Beyond the tomorrow wall

Beltane                                                             New (Healing) Moon

“The cure to boredom is curiosity. There is no cure for curiosity.”  Dorothy Parker

Things have begun to change internally, too. Yesterday all my various appointments for the surgery were made. That’s all I can do about prostate cancer for now. The sale of the Andover house relieved that drag on the day to day. As I reported below, planned changes are underway around the house.

Though I do still have the holter monitor until July 3rd, I’m sure the end result of all the cardiology related tests will show me in good cardiovascular health. That leaves the question of my lower oxygen saturation when on Shadow Mountain. It’s normal at Denver altitude. My take on that. Let it be until after the surgery and recovery.

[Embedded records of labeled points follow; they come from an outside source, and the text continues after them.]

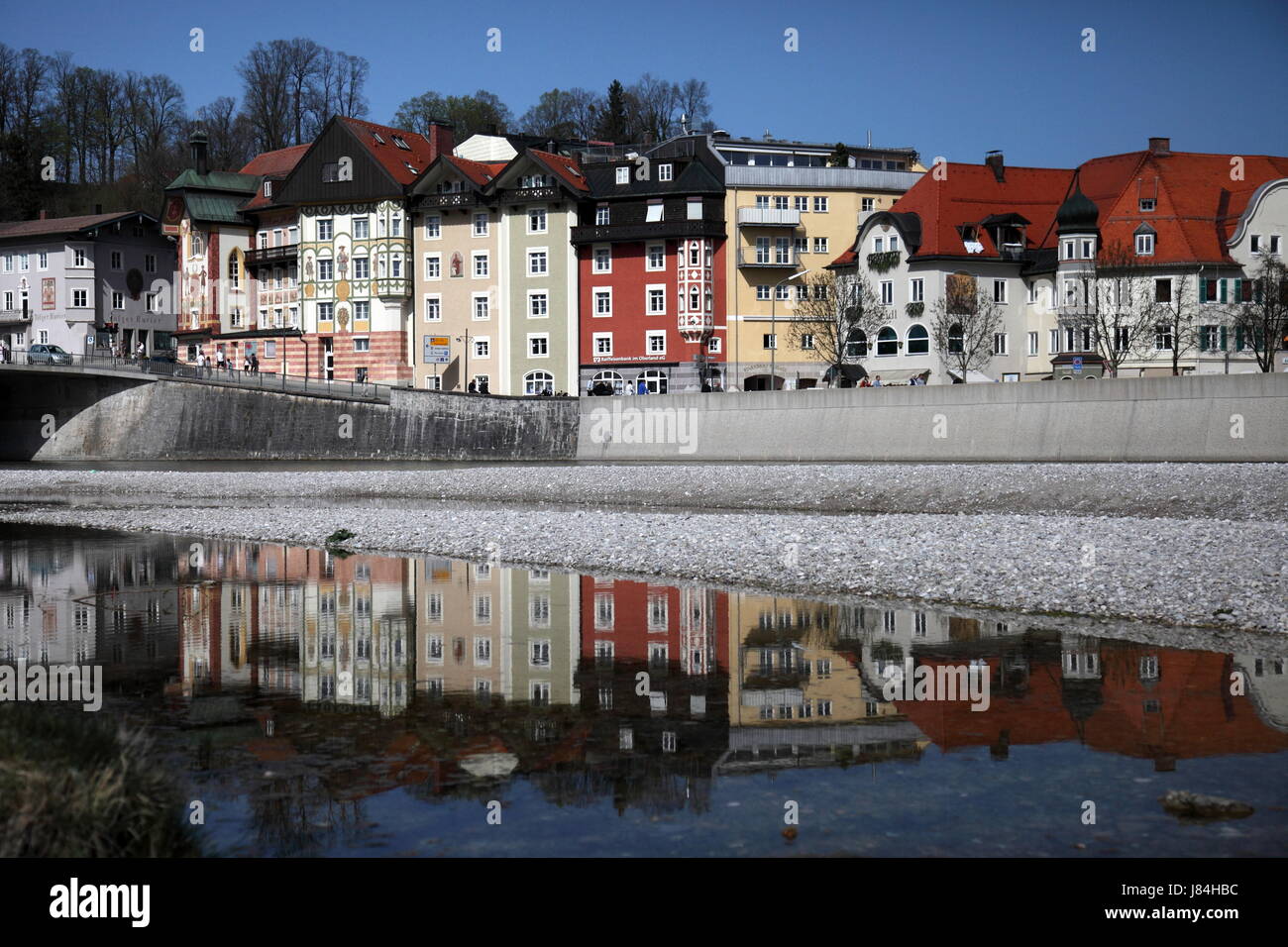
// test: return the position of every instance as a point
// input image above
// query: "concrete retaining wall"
(1180, 419)
(117, 419)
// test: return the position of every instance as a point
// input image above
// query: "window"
(918, 341)
(888, 342)
(539, 381)
(656, 300)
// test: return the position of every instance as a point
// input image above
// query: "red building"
(651, 269)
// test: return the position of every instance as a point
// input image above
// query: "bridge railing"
(184, 371)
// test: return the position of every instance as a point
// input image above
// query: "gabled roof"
(65, 224)
(381, 142)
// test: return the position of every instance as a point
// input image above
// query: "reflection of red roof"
(1194, 716)
(403, 163)
(273, 163)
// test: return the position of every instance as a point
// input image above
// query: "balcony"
(750, 257)
(657, 230)
(764, 217)
(268, 256)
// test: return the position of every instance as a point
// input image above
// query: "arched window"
(653, 379)
(918, 341)
(610, 377)
(888, 342)
(539, 382)
(954, 338)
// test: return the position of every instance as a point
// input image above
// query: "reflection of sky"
(954, 804)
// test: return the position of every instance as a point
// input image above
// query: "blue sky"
(952, 78)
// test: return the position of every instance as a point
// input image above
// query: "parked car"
(48, 355)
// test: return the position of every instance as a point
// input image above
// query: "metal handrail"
(185, 371)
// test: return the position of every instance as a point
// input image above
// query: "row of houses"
(524, 266)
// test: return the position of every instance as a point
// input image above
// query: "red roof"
(403, 163)
(1198, 205)
(275, 163)
(565, 167)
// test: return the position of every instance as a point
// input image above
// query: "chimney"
(993, 159)
(197, 145)
(441, 138)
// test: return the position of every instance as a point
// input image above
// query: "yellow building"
(790, 221)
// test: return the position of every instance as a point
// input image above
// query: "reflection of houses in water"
(1122, 697)
(111, 604)
(496, 631)
(655, 688)
(797, 694)
(300, 622)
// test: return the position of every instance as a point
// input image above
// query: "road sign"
(438, 350)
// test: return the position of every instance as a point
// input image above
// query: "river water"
(356, 705)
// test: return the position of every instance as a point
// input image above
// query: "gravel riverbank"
(1216, 561)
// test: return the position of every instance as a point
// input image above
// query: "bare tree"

With all this positive change underway, my inner compass, the one that guides me into the next work, has begun to wake up. I’m not quite ready to get back to the Latin and Superior Wolf, but I can feel tendrils of my imagination creeping out beyond the tomorrow wall. (see 6/13 post) They’re tentative, not always formed, but I know their marks, their sign.

The most reliable of these marks and signs is curiosity. How might we seed and/or otherwise nurture native flowers and plants in our yard? Where are those books on Robert Oppenheimer and the Manhattan project? Would buying a 3-D printer for Gabe and Ruth to use make sense?

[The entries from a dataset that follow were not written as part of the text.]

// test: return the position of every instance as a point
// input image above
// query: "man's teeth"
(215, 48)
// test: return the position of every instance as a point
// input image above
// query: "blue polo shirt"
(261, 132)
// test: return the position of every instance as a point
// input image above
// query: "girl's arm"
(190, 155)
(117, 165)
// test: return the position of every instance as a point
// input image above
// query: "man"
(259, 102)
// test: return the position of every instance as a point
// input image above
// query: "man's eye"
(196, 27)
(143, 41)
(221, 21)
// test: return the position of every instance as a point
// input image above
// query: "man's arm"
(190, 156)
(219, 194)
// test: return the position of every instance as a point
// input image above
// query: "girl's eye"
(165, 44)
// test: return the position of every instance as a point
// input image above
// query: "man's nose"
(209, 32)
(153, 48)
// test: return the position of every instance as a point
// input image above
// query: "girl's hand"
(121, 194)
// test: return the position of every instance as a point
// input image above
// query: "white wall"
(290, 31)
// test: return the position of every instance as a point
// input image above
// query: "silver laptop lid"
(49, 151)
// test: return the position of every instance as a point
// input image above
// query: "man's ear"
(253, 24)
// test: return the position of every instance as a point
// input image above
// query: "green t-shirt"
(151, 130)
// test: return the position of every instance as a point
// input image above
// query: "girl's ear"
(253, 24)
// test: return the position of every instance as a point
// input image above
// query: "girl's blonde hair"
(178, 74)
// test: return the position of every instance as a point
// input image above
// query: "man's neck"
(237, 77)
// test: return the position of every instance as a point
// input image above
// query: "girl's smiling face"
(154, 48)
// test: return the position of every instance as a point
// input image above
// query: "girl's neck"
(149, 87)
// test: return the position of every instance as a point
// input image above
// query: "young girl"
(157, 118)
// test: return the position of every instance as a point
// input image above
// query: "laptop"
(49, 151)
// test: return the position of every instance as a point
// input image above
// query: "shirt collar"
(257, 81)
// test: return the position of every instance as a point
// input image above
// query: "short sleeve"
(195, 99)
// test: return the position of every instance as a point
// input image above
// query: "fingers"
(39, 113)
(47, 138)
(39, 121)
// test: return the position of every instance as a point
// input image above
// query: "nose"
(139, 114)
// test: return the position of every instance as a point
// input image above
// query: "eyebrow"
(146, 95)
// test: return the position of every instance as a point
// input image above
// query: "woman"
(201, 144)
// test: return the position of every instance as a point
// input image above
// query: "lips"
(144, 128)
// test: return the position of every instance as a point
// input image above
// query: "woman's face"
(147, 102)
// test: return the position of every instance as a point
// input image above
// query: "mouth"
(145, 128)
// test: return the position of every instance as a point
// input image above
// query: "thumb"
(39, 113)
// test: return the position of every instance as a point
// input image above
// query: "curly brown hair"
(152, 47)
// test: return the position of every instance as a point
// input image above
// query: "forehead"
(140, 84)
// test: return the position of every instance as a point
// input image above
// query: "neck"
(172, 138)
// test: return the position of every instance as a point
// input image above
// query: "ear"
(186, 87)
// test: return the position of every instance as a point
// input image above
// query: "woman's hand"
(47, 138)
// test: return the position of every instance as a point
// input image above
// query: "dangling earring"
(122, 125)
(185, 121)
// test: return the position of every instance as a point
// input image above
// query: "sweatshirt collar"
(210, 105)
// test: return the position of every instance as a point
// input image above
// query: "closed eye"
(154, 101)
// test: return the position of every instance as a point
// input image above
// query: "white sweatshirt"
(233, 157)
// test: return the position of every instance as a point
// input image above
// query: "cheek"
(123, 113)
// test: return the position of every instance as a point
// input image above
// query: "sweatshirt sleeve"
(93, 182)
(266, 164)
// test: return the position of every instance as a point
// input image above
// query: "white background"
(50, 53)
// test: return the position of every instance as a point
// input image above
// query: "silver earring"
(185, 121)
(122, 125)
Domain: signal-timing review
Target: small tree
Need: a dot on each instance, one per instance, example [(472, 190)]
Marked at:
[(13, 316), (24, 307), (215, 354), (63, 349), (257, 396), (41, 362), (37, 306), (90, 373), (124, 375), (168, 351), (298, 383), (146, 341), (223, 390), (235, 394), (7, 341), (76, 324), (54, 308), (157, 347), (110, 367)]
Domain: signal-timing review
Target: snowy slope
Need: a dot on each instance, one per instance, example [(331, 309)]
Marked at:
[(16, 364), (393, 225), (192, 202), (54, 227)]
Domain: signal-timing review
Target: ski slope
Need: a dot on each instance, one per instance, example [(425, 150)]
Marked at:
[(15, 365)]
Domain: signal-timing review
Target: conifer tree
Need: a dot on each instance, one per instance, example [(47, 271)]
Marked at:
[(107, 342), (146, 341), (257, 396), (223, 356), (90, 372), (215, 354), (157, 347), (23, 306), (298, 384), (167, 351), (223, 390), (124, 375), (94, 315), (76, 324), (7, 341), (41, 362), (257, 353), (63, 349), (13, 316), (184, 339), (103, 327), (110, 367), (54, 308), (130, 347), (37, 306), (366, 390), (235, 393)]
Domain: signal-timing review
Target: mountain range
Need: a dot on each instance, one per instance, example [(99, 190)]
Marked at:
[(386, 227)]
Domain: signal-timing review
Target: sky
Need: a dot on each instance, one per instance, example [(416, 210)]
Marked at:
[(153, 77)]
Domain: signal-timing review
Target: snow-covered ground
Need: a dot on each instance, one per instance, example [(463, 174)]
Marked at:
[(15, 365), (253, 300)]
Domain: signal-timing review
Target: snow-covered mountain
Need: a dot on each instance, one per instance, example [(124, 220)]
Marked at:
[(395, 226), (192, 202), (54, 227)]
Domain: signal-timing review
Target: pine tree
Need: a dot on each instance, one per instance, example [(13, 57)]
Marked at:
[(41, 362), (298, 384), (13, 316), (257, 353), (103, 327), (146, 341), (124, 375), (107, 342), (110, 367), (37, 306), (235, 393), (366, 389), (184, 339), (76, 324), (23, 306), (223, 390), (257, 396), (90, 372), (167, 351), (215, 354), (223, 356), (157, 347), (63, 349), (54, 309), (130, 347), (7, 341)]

Other signs. Making notes here and there for future projects. Planning new trips with Gabe and Ruth. Looking forward to visits from friends. Unpacking the remaining boxes in the garage and organizing their contents. Getting the generator installation underway. And the bookshelves and workplaces for the loft.

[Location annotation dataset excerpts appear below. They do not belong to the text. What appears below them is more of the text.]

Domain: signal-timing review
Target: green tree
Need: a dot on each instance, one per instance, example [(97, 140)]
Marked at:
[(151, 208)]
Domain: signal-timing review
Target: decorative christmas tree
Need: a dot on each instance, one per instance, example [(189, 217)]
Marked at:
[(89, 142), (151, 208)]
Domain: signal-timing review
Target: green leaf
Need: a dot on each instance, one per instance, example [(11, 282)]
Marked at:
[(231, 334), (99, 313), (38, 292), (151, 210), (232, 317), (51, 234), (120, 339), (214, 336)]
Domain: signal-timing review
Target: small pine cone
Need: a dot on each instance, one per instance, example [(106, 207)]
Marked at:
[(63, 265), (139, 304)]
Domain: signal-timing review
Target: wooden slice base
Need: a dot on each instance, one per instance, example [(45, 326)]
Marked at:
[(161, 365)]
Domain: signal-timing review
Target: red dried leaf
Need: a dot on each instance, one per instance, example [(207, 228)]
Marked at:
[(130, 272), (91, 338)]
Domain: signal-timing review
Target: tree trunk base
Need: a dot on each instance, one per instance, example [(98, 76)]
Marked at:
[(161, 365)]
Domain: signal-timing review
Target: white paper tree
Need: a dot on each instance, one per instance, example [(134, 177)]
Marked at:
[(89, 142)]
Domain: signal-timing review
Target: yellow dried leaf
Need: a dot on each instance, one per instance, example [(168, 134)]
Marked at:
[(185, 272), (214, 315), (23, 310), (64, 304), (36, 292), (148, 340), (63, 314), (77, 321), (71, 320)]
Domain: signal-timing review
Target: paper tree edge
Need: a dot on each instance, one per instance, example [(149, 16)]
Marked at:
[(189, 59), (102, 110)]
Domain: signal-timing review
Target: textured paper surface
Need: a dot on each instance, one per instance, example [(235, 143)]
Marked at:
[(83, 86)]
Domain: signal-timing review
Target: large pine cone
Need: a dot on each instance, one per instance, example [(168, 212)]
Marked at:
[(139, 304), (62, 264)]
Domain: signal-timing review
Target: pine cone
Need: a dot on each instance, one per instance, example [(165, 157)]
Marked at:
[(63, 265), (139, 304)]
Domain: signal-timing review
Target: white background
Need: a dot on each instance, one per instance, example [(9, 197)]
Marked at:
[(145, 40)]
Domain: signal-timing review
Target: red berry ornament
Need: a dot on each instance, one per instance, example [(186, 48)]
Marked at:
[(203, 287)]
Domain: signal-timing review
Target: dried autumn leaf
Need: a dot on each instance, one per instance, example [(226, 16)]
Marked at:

The tomorrow wall still stands, but small vines have begun to penetrate it seeking nourishment beyond it.

 

 

Tomorrow’s Wall

Beltane                                                                           Closing Moon

As I wrote here before, my internal timeline comes up short, now around July 8th, does not, will not extend much beyond that. This interferes with the kind of dreaming that moves projects like becoming fluent in Latin and writing a novel forward. With no time in the future-it feels walled off-there is little incentive for the incremental work necessary to move long term projects.

This is frustrating, of course, but the effect, and probably the underlying sense behind it, focuses me on the here and now. This cancer. That appointment. This work around home that needs to get done. Stay close in to the center, don’t try to project your Self and your work out ahead right now.

I trust the anxiety when it comes, as I trust the relief from it. This is not new for me, but the oscillations have become more apparent, their purposes more clear.

Surgery July 8

Beltane                                           Closing Moon

The consultation with the urologist went well. My cancer has some outside the prostate presence, which makes the situation a bit more dire, but still one within the reach of a radical prostatectomy.

Kate and I both feel good about Dr. Eigner, the surgeon/urologist, and his experience. He’s done hundreds of robotic prostatectomies and hundreds of open prostatectomies. Practice is important.

We discussed the options, from hormone treatment to radiation to surgery. The moderately advanced nature of my cancer, my age and general health (good), make me a logical candidate for surgery. Kate and I had decided that already.

On the irrational side, I want that organ out of me. It’s no longer on my side. On the rational side surgery gives me the best chance of negative margins, a procedure in which all the cancer is removed, none showing at the tissue margins.

I feel good this evening, at peace with the choice, confident in the skill of my doctor and the support of family and friends.